La saisie par la France d’un pétrolier suspecté d’appartenir à la « flotte fantôme » russe illustre l’intensification de la guerre économique qui se joue désormais sur les océans. Entre droit maritime, sanctions internationales et tensions géopolitiques, cette affaire révèle les enjeux multiples liés au contrôle des flux stratégiques.
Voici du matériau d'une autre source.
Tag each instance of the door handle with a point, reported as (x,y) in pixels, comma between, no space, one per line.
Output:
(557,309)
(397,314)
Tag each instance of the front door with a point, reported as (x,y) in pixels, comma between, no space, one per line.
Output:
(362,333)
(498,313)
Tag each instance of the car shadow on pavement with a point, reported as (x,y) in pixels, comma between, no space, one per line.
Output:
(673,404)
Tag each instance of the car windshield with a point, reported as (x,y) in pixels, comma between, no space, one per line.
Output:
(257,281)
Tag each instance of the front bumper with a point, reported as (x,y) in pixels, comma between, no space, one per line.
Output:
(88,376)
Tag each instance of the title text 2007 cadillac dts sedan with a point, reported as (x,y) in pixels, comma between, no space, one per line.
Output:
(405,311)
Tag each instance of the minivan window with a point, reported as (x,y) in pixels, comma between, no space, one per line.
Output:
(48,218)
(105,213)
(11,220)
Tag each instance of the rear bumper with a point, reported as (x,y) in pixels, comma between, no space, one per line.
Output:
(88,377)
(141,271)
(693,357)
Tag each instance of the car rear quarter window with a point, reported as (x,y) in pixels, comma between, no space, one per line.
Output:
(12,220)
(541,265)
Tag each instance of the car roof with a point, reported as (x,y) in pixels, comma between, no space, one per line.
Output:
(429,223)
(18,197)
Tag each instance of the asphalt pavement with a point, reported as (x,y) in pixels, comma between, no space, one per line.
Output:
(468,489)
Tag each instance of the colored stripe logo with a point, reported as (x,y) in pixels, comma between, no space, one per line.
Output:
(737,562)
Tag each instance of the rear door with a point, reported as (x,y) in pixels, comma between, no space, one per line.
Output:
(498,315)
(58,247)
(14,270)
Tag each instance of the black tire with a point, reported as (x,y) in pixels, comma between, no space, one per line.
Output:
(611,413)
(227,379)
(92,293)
Le 28 septembre 2025, la marine française a intercepté le pétrolier Boracay, anciennement baptisé Pushpa, au large de Saint-Nazaire. Selon les autorités, ce navire battant pavillon du Bénin faisait partie de la « flotte fantôme » russe, une constellation de bâtiments utilisés pour contourner les sanctions occidentales visant les exportations d’hydrocarbures de Moscou. L’opération a conduit à l’interpellation de deux membres d’équipage, le commandant, de nationalité chinoise, et son second. Placés en garde à vue, ils ont été entendus dans le cadre d’une enquête ouverte pour défaut de justification de la nationalité du navire et refus d’obtempérer. À l’issue de cette première phase, le parquet de Brest a retenu uniquement le chef de refus d’obtempérer contre le commandant, qui sera convoqué en correctionnelle en février 2026. Son second a été remis en liberté. La gendarmerie maritime et les commandos Marine assurent encore la sécurisation du navire, preuve que le dossier reste sensible.

La notion de « flotte fantôme » désigne un ensemble de navires opérant en marge du système international. Depuis 2022 et l’invasion de l’Ukraine, la Russie a multiplié le recours à ces bâtiments, souvent vieillissants, dont la propriété et le pavillon changent fréquemment afin de masquer l’origine des cargaisons. Ces navires transportent du pétrole vers des marchés tiers, comme l’Inde ou la Chine, échappant ainsi au plafonnement des prix et aux restrictions décidées par l’Union européenne et le G7. Le Boracay illustre ce procédé. Officiellement parti du port russe de Primorsk pour rejoindre Vadinar en Inde, siège d’une importante raffinerie, il a multiplié les manœuvres suspectes et s’est montré opaque dans ses communications, justifiant l’intervention des autorités françaises.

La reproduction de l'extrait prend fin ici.